Thanks to @Conifold I found the answer quite easily

If anyone is inclined to deny that we can believe in the existence of facts like this whose exact nature we cannot possibly conceive, he should reflect that in contemplating the bats we are in much the same position that intelligent bats or Martians7 would occupy if they tried to form a conception of what it was like to be us. The structure of their own minds might make it impossible for them to succeed, but we know they would be wrong to conclude that there is not anything precise that it is like to be us: that only certain general types of mental state could be ascribed to us (perhaps perception and appetite would be concepts common to us both; perhaps not). We know they would be wrong to draw such a skeptical conclusion because we know what it is like to be us.
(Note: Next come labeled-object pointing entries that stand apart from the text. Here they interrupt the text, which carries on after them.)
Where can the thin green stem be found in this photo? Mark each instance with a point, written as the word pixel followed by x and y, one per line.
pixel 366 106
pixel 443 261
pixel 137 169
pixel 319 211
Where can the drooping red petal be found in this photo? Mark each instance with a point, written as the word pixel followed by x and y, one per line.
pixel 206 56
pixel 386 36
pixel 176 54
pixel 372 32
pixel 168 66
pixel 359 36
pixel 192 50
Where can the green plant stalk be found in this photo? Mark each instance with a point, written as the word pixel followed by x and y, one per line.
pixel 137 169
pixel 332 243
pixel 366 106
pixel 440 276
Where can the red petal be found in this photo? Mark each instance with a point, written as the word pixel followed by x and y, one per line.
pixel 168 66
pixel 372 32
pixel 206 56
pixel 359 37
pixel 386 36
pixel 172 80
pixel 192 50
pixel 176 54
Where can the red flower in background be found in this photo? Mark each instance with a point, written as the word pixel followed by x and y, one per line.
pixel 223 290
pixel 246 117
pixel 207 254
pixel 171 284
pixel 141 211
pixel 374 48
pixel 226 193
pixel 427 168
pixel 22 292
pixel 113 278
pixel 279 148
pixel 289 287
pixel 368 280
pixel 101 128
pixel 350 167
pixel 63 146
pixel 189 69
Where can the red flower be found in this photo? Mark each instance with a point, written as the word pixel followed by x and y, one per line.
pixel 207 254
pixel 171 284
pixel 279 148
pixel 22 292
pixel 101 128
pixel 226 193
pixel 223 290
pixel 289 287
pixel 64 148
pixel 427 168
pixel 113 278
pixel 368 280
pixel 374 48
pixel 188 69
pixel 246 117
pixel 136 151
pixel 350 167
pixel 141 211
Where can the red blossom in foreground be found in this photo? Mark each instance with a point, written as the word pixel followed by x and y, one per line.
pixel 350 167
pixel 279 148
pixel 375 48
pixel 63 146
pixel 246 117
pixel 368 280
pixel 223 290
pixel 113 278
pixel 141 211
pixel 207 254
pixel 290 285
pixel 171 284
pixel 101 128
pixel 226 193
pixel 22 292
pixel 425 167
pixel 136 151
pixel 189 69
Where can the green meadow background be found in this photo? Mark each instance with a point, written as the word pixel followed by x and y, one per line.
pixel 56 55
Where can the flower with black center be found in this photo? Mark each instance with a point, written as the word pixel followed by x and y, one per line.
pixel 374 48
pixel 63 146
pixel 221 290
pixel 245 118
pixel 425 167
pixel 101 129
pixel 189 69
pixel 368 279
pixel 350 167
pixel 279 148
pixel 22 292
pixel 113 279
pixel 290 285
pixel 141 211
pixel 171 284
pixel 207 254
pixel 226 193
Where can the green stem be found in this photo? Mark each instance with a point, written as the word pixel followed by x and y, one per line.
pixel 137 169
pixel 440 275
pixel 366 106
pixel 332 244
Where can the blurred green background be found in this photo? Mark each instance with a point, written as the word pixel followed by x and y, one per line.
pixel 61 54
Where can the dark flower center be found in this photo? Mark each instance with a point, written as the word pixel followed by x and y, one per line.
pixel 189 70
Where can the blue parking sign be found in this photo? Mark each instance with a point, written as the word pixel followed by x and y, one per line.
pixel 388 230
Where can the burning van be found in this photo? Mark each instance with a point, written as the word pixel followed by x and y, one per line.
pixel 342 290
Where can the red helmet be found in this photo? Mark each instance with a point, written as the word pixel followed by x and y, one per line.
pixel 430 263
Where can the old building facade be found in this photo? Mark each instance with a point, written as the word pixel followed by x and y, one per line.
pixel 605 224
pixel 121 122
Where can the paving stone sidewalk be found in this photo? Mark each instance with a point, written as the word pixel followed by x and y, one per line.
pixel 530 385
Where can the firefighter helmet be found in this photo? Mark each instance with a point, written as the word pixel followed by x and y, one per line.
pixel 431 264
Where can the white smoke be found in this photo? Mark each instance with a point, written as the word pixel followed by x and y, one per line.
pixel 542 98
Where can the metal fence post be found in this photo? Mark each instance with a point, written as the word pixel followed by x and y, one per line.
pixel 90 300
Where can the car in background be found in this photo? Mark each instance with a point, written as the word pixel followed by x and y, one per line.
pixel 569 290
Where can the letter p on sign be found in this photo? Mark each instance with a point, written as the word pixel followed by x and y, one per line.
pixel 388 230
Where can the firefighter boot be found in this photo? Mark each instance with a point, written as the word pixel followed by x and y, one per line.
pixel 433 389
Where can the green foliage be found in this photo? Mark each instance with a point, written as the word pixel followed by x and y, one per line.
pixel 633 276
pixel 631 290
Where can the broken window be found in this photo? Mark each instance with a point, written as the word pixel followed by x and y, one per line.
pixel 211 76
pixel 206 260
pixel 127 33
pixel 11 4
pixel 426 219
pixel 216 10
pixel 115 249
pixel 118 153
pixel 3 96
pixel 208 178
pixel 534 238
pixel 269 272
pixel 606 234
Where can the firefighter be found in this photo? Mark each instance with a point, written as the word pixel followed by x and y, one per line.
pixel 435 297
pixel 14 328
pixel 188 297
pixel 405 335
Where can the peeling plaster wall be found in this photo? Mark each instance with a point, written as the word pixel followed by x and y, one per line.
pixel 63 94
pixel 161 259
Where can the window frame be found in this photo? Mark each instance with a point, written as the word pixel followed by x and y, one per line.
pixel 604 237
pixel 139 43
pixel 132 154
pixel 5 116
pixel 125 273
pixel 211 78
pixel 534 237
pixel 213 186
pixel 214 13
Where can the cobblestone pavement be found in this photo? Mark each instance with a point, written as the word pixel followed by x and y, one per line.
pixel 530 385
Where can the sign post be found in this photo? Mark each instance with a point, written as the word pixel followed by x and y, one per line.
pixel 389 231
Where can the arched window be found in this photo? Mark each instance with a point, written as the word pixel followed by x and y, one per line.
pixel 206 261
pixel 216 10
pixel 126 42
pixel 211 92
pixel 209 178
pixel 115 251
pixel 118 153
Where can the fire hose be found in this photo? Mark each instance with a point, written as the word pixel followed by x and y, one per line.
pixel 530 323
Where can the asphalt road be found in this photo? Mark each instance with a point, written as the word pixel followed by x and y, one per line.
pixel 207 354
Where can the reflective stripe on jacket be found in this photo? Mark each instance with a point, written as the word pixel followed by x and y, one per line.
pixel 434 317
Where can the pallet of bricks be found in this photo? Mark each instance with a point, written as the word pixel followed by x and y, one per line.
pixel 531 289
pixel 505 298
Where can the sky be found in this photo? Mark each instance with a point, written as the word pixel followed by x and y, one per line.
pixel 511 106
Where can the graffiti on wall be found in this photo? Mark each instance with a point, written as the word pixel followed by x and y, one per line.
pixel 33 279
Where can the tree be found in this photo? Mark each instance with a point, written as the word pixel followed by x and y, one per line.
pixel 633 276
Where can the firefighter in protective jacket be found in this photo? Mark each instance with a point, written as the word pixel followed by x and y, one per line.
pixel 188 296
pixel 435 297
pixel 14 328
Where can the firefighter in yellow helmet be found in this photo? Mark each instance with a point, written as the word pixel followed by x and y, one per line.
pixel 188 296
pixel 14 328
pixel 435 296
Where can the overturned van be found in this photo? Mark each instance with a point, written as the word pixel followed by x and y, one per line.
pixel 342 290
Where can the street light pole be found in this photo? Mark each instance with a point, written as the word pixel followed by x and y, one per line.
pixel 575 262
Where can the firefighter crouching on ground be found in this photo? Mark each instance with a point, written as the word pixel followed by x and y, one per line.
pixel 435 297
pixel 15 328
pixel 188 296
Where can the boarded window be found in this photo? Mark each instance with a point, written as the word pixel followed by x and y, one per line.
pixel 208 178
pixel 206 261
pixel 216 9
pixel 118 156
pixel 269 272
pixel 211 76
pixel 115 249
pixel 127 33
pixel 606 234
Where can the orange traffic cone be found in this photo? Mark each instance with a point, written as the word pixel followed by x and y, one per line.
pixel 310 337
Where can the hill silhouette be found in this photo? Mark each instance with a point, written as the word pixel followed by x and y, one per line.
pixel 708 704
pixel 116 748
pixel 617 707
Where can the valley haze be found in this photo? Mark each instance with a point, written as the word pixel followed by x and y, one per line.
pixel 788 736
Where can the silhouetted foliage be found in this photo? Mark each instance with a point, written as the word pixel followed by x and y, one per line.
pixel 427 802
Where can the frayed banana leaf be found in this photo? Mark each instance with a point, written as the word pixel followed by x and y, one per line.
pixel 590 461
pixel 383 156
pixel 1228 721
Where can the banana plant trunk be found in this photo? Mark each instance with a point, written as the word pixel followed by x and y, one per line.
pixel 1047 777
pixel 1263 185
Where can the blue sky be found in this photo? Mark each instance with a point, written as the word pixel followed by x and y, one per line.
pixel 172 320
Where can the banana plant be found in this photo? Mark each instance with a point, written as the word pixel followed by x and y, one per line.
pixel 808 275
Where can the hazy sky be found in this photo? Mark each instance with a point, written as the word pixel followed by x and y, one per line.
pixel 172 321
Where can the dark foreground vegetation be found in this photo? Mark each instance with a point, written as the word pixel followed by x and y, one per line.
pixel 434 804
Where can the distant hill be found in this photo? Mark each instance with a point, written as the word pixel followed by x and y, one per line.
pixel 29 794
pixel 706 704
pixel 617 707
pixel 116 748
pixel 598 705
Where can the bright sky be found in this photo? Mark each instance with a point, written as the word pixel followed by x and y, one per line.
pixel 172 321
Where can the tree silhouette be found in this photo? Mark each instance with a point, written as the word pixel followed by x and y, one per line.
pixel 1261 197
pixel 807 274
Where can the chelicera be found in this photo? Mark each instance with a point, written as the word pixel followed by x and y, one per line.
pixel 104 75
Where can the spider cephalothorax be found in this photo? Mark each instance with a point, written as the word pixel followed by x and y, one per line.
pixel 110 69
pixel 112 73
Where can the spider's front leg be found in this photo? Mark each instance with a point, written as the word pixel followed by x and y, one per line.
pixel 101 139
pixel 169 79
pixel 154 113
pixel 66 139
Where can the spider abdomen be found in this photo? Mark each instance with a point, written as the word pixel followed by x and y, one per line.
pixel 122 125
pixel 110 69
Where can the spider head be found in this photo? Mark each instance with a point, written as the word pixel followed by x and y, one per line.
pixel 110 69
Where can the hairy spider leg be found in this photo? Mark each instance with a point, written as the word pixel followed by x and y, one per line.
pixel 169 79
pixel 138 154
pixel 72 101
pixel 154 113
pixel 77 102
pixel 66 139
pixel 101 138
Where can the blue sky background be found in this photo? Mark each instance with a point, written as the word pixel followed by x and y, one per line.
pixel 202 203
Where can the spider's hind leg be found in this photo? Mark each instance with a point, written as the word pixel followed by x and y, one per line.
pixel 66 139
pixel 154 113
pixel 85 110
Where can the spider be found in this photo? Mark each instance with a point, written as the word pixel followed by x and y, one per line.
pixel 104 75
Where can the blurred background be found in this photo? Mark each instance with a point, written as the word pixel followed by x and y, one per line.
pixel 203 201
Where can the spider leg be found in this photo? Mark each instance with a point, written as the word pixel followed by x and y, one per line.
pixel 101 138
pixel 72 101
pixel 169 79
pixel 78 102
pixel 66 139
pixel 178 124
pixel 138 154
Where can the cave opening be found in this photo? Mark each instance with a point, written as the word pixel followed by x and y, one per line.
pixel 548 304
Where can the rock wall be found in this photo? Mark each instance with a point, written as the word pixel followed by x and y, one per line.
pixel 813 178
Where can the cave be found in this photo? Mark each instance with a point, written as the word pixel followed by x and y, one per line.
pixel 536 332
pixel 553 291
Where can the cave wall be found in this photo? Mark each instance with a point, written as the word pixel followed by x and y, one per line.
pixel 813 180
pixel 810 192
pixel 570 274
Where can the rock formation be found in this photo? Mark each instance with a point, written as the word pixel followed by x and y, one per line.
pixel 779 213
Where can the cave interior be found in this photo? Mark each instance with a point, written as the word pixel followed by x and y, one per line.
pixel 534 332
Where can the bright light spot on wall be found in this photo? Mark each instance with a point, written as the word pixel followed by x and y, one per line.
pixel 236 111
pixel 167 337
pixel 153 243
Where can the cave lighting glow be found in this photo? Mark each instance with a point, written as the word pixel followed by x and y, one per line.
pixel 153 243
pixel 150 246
And we know that while it includes an enormous amount of variation and complexity, and while we do not possess the vocabulary to describe it adequately, its subjective character is highly specific, and in some respects describable in terms that can be understood only by creatures like us. The fact that we cannot expect ever to accommodate in our language a detailed description of Martian or bat phenomenology should not lead us to dismiss as meaningless the claim that bats and Martians have experiences fully comparable in richness of detail to our own. It would be fine if someone were to develop concepts and a theory that enabled us to think about those things; but such an understanding may be permanently denied to us by the limits of our nature. And to deny the reality or logical significance of what we can never describe or understand is the crudest form of cognitive dissonance.

Bat consciousnesses is still part of reality, which suggests that "what causes consciousness" does not reduce to "what causes human consciousness".

The quotation is from Nagel's What Is It Like to Be a Bat?